Cabra marcado para morrer começou a ser rodado por Coutinho em 1964. A ideia original era realizar uma reconstituição ficcional da ação política que levou ao assassinato do líder camponês paraibano João Pedro Teixeira. No filme, os camponeses interpretavam suas próprias vidas, num recurso similar ao utilizado pelo neorrealismo italiano. Tratava-se de um projeto do Centro de Cultura Popular da UNE, com verba do Ministério da Educação. Além disso, obteve apoio logístico do Movimento de Cultura Popular de Pernambuco (MCP), criado em 1960, na primeira gestão de Miguel Arraes na prefeitura do Recife.


No entanto, com o golpe civil-militar de 31 de março, as forças militares cercaram a locação no engenho Galileia, em Pernambuco, e paralisaram as filmagens. Dezessete anos depois, em 1981, Coutinho retomou o projeto e procurou Elizabeth Teixeira, viúva de João Pedro, e outros participantes do filme interrompido. O tema central passou a ser a história de cada um deles. Estimulados pela filmagem e revendo as imagens do passado, eles elaboram para a câmera os sentidos de suas experiências. Lançado em 1984, o filme se tornou um clássico do documentário brasileiro, unindo as memórias de momentos distintos da história do país.

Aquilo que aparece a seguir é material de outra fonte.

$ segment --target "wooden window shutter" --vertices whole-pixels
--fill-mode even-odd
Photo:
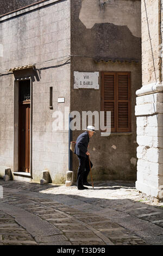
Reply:
[[[111,111],[111,132],[131,129],[130,72],[101,72],[101,111]]]
[[[116,131],[116,74],[101,73],[101,110],[105,111],[105,126],[106,111],[111,111],[111,131]]]
[[[116,74],[117,132],[130,131],[130,72]]]

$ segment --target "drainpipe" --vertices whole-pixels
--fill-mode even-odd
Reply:
[[[72,170],[72,152],[70,150],[70,143],[72,139],[72,131],[70,128],[70,124],[72,118],[69,114],[69,125],[68,125],[68,170]]]
[[[72,138],[72,131],[70,127],[71,118],[69,114],[69,125],[68,125],[68,170],[66,172],[66,181],[65,185],[66,187],[71,186],[73,183],[73,172],[72,169],[72,152],[70,150],[70,144]]]
[[[162,0],[158,0],[158,13],[159,13],[159,83],[162,83],[162,34],[161,34],[161,6]]]

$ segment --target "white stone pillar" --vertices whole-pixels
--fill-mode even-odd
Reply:
[[[142,1],[142,87],[136,92],[136,188],[163,198],[163,86],[161,0]],[[160,26],[161,25],[161,26]]]

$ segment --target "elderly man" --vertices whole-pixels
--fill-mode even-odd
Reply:
[[[77,138],[74,153],[78,157],[79,166],[78,170],[77,186],[78,190],[88,189],[83,185],[91,186],[87,181],[87,177],[90,172],[89,156],[90,153],[87,151],[87,147],[91,138],[95,133],[95,127],[89,125],[85,131],[80,134]],[[93,164],[90,162],[91,168]]]

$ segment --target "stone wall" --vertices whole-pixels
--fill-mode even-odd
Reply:
[[[44,1],[3,16],[0,40],[3,48],[0,70],[6,75],[0,77],[1,176],[7,167],[17,171],[13,160],[14,88],[15,78],[21,74],[17,71],[14,77],[11,72],[7,75],[7,70],[35,64],[36,69],[42,70],[32,78],[33,178],[39,181],[41,172],[49,170],[53,182],[63,180],[68,168],[68,133],[53,131],[52,124],[53,112],[64,112],[65,106],[70,106],[70,62],[63,65],[70,54],[69,0]],[[53,109],[49,108],[50,87],[53,88]],[[65,103],[58,103],[59,97],[64,97]]]
[[[90,139],[89,150],[94,180],[135,180],[135,94],[141,84],[140,1],[114,1],[101,4],[104,2],[71,1],[71,55],[74,57],[71,58],[71,110],[78,111],[81,114],[84,111],[101,111],[100,77],[99,90],[74,89],[74,71],[131,72],[132,133],[102,137],[97,131]],[[96,62],[95,59],[113,61]],[[118,59],[136,59],[139,63],[114,62]],[[73,131],[73,140],[82,131]],[[77,156],[73,155],[72,162],[75,179]]]
[[[142,87],[136,92],[137,174],[136,188],[162,198],[162,21],[161,1],[142,1]]]

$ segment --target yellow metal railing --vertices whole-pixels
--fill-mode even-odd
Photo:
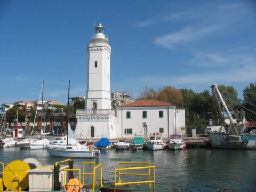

Fotograma do filme Cabra marcado para morrer.


 O ebook agora disponível no site do IMS apresenta o roteiro do que seria o filme se concluído na década de 1960. No total, Coutinho conseguiu filmar 40% do roteiro. O material passou alguns anos guardado na garagem do pai do cineasta David Neves, um general do Exército. Mais tarde, os copiões foram depositados na Cinemateca do Museu de Arte Moderna do Rio de Janeiro sob o título-disfarce de Rosa do Campo. Em 1981, foram retomados para as filmagens definitivas de Cabra marcado para morrer.

O que diz Carlos Alberto Mattos?


 A publicação do roteiro original permite analisar as diferenças entre o projeto inicial e o resultado final do filme. Segundo Carlos Alberto Mattos, o acesso ao material possibilita:

“um exame mais detido das intenções esboçadas e do modelo narrativo adotado no filme interrompido pelo golpe civil-militar.

Ele conta que:

“Da mesma forma, à luz do roteiro e do que chegou a ser filmado, é possível também analisar o uso que se fez daquele material na montagem final do filme, na década de 1980. Para isso, resumimos um pequeno histórico do projeto, desde o engajamento de Coutinho na UNE Volante, em 1962, até a montagem final realizada por Eduardo Escorel entre 1981 e 1983.”

Mattos também ressalta a singularidade do filme e sua importância para a história do cinema brasileiro:

“O maior clássico do documentário brasileiro se organiza como um cotejamento constante entre duas épocas. Vale dizer, entre dois momentos bastante diferentes tanto em matéria de situação política brasileira quanto no que se refere aos modelos cinematográficos postos em prática. O Cabra/64 e o Cabra/84 divergem em quase tudo, mas o segundo depende fundamentalmente do primeiro para existir, já que é, ao mesmo tempo, o seu resgate e o seu contraponto […] Se o Cabra/64 era fruto da vontade de um grupo (o CPC) de expressar a vivência popular, o Cabra/84 era o desejo de um homem (Coutinho) de se abrir para essa vivência propriamente dita.”